For social service workers that's a silver lining, since it suggests that the people formerly on welfare aren't necessarily the first to be let go from their entry-level jobs, and that the system is being used as a temporary safety net -- exactly as it is supposed to be, at least for now.

But for former welfare recipients the situation is compounded by the fact that this is the first year that some may be starting to reach the five-year lifetime limit to receiving benefits that federal welfare reform imposed. How individual states will step in to help women who can no longer receive benefits is the great unknown.

"This is a real test of state and federal policy in this area. What will happen when the crunch hits? There may be some very difficult choices that states have to make," says Timothy Bartik, an economist at the Upjohn Institute for Employment Research, a nonprofit think tank. "Work rules that you imposed at the time the economy was booming, do you enforce those? Do you use your money to try to create jobs?"

"The real question is how are states going to deal with it when people are reaching their 60 months and five-year limit, at the same time that the availability of jobs is less than it has been in 10 years," says Rebecca Blank, dean of the school of public policy at the University of Michigan. Some economists predict that states might start calling for a federal bailout, just as the airline industry has, if things start getting really tight.

The crunch is likely to affect even the women who do manage to keep their jobs as the economy tightens. During the late '90s, as welfare rolls shrank, many states used the excess cash from federal welfare assistance to enact programs to assist the newly working low-income moms, like subsidized child care and job training. But now, many of those programs may be slashed as the states move money back to cash grants for the impoverished and unemployed.

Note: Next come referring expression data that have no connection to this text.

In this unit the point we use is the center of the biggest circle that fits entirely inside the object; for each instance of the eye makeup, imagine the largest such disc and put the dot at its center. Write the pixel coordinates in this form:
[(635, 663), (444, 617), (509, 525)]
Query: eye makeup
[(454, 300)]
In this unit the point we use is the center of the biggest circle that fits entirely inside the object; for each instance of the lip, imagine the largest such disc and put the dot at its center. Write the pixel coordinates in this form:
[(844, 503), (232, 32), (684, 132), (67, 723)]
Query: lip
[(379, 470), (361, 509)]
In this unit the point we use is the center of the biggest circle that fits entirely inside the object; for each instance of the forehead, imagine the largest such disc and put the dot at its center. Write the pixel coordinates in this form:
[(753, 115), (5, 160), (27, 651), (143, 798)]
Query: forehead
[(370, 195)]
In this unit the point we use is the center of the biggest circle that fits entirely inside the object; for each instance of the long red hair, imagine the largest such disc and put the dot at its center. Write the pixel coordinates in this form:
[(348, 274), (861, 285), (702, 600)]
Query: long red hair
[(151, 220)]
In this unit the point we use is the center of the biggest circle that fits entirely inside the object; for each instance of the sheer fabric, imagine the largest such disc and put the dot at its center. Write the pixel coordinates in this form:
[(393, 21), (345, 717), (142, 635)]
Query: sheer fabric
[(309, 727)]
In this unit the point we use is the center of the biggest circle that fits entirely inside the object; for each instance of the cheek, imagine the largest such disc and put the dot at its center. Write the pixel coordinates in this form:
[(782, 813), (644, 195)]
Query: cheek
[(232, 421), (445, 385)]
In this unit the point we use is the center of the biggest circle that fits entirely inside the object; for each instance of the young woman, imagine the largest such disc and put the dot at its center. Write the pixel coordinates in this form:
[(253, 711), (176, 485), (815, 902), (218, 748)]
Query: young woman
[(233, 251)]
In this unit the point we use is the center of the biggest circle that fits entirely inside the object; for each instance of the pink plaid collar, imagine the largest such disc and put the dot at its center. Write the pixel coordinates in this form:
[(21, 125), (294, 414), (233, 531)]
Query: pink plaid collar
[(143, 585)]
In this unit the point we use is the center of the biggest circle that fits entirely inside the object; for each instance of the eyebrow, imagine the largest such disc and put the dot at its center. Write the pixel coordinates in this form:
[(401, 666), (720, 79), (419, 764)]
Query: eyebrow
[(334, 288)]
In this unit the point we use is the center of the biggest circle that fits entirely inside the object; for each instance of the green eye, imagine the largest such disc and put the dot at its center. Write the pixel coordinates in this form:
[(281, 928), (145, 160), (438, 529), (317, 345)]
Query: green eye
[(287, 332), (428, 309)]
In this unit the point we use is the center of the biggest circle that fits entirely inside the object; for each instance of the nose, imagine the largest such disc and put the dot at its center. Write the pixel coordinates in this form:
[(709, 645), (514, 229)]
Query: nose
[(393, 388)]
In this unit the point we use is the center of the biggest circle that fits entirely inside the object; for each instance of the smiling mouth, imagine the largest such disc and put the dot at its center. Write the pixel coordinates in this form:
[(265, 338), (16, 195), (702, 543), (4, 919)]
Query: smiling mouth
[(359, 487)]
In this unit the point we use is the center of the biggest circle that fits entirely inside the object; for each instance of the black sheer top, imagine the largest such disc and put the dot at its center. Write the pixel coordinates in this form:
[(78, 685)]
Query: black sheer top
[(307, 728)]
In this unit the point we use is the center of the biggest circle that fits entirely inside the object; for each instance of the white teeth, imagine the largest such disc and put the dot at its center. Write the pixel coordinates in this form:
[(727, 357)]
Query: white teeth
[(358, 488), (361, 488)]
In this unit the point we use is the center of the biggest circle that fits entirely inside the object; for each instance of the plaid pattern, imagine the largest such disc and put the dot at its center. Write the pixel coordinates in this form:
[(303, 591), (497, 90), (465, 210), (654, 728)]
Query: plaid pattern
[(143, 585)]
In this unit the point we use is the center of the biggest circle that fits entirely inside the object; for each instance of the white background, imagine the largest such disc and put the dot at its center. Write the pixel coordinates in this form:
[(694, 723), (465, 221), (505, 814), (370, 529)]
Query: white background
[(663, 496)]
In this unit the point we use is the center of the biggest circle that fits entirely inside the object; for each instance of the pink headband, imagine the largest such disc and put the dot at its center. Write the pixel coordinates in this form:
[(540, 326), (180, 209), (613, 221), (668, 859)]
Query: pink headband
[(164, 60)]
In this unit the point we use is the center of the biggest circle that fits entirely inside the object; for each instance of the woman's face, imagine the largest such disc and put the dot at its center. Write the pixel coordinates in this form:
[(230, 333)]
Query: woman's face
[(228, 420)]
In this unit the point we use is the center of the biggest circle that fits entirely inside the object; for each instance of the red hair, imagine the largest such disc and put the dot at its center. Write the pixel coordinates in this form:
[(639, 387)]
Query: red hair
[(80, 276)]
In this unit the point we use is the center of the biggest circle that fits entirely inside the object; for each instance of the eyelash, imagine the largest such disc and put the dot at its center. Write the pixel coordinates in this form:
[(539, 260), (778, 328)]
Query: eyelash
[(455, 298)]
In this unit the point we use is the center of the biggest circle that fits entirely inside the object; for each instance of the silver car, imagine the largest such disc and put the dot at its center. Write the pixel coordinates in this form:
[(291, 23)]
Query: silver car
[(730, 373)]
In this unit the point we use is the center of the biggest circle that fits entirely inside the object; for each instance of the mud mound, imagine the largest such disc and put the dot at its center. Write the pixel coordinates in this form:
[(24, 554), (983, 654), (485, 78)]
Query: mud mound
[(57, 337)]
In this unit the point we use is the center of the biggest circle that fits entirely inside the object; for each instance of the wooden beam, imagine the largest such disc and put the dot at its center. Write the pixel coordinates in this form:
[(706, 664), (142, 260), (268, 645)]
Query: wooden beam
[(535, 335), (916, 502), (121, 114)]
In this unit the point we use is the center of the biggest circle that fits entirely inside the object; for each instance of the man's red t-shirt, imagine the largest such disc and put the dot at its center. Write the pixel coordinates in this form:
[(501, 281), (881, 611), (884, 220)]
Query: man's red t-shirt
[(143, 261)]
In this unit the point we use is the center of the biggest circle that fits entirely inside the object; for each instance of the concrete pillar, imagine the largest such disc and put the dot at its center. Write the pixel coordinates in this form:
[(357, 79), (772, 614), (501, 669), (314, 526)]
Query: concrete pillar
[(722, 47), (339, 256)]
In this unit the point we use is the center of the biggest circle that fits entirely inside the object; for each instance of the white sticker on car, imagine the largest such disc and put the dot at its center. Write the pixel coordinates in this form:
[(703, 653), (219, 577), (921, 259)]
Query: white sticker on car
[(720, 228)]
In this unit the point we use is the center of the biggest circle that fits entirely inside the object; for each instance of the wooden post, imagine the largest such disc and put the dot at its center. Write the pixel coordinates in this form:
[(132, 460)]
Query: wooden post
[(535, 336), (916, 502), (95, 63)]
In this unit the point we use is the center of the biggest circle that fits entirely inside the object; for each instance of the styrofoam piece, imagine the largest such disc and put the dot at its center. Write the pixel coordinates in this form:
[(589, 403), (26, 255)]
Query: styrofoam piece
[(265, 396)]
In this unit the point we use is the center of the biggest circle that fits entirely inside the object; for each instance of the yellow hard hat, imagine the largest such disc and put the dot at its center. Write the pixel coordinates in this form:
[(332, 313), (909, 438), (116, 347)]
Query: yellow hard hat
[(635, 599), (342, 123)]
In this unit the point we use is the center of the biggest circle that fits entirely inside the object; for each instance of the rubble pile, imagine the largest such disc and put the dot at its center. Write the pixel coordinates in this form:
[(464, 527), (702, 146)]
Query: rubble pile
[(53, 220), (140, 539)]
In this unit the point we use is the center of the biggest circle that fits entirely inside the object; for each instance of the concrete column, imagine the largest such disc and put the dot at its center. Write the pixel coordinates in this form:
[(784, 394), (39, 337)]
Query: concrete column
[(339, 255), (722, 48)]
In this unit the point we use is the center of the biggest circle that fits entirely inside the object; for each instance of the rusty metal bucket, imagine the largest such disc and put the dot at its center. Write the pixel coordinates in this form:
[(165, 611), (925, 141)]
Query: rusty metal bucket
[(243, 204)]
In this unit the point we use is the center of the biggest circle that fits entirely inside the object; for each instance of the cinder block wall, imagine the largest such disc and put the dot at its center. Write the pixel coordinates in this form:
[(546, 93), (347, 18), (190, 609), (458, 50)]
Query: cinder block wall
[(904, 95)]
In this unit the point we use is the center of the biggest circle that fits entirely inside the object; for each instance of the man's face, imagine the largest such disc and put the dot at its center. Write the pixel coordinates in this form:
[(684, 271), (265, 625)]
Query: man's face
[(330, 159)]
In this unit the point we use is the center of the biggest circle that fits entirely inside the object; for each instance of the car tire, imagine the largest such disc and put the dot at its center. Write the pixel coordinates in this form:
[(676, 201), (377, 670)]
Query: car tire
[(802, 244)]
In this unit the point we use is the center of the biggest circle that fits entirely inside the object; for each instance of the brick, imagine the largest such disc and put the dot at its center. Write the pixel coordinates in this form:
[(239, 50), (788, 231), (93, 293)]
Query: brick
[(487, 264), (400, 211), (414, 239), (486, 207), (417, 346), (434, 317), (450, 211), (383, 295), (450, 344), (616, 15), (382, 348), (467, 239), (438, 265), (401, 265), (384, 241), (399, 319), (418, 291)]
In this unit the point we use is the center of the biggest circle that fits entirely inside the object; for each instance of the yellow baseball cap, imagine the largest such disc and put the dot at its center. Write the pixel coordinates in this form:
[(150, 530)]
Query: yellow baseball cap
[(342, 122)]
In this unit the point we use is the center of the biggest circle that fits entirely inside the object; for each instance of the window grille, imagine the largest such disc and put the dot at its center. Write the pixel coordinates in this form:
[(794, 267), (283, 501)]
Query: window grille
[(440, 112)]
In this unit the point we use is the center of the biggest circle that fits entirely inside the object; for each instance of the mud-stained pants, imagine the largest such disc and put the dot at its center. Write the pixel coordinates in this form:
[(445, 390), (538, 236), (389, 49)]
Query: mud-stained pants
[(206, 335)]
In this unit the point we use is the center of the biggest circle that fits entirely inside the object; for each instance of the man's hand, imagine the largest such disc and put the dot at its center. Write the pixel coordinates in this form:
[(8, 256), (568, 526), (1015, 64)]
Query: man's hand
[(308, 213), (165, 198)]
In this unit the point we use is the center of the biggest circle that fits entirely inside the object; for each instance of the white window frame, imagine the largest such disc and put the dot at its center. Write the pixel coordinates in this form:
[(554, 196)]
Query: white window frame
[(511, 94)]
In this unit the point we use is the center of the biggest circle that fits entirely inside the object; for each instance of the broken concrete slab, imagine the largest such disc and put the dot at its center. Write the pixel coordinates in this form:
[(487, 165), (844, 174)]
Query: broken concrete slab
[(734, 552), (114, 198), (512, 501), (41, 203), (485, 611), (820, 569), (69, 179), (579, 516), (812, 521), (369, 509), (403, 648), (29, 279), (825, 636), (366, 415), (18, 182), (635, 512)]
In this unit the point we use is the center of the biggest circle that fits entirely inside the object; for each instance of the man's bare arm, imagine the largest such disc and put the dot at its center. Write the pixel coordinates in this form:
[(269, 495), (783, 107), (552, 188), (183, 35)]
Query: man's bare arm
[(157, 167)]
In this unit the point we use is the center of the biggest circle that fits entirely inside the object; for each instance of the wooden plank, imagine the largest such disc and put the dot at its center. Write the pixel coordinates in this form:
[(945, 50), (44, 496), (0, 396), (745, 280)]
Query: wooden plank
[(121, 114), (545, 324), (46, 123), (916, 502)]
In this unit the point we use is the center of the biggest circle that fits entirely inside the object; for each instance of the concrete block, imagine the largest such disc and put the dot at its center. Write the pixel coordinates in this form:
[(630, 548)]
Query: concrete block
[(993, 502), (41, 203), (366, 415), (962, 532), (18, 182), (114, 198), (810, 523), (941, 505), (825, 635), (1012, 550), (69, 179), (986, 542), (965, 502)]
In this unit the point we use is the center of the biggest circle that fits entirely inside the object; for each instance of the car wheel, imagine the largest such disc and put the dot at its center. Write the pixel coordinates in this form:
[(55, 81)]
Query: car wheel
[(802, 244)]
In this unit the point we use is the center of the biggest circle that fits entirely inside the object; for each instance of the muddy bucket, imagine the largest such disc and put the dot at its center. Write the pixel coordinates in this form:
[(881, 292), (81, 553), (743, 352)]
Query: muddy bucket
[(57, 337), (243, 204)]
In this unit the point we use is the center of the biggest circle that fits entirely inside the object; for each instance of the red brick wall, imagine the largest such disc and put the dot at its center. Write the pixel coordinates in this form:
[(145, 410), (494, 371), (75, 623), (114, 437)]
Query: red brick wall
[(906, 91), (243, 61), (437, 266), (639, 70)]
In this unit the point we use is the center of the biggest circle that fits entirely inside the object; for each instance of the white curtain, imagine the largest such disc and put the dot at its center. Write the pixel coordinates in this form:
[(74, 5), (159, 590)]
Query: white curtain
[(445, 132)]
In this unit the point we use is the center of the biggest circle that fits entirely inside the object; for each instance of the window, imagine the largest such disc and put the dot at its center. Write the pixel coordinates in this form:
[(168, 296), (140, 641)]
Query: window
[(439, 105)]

As for Sonja, she no longer qualifies for welfare for a happier reason. Her husband is now employed as a maintenance supervisor in Oakland. Yet her 25-year-old son is studying and looking for work in computer programming, after doing an unpaid internship at a company that couldn't afford to hire him.

Sonja, who says that her welfare-to-work job training taught her "about American mentality, American rules and American lives," is now learning about the American layoff. Armed with two glowing letters of recommendation from the company, she's out looking for her next gig.

By Katharine Mieszkowski

Katharine Mieszkowski is a senior writer for Salon.